Planet Chant Various artists compilation Triloka, 2001 http://www.triloka.com Since the Spanish monks’ big hit record, chanting and ritual song has for years been a mainstay of “new age” and pop music. As a result, all sorts of chanting have been turned into marketable albums. There are a couple of ways to look at this. The first way, which a classical purist would take, deplores the trivialization and cultural exploitation of religious and ritual chanting. It is just short of blasphemy to take these musical artifacts and stick them with synthesizers and torment them with a disco beat. This is the bitter consequence of unbridled globalism, in which the once - hidden treasures of the world are turned into trash for the mindless consumers of the twenty-first century. That’s one way to look at this album. Then there’s another way, and it consists of just one comment: “Cool!”

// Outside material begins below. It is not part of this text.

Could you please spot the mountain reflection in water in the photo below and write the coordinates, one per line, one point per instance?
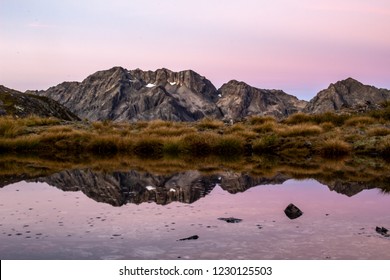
(45, 217)
(119, 188)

Well, that’s what I say. On this compilation, which selects pieces from many different labels, albums, and artists, you can hear a Tibetan Buddhist lama chanting to a pop-synthesizer accompaniment which makes it sound like reverent gospel music. You can hear the late Islamic devotional singer Nusrat Fateh Ali Khan singing to a synthesized beat. And there is the incomparable Sheila Chandra, who has brought Indian vocalizing to the pop world, singing here to an Indian mode which will be familiar to those who remember the pioneering Orientalizing of the Beatles in the ‘60s.
Other cuts on Planet Chant feature singers and musicians who are not native to their chanting tradition, but have adopted it and made it their own, like the Hindu mantras of Western yogi Krishna Das or the “overtone singing” of the “Oberton-Choir” of Dusseldorf. It proves that at least somewhere, new chant forms are being created or re-created. Among these re-creations are the Native American peyote songs of Primeaux and Mike, and the upbeat Zulu hymns of the world-famous “Ladysmith Black Mambazo.”
But then, for the purists, there are examples that are taken from the tradition, traditionally interpreted. There are reverent Eastern Orthodox chants from Russia and Bulgaria, and a sublime medieval Spanish chant sung by the female early music group “Sarabande.” This one, “Regina Polorum,” is my number one favorite among this all-star compilation.
Yes, this album is just a sampler of pieces taken out of context, where each one is the musical treasure of a long, reverent, and ancient tradition. But this global selection has its advantages, too. I would never have heard many of these chant forms at all had they not been placed on this accessible album. Many cultures, such as Tibetan or Native American, are “endangered;” others are hidden away in distant places or among hostile peoples. Albums such as this give this music a chance to be heard, and to “enchant” people who may eventually help to save it.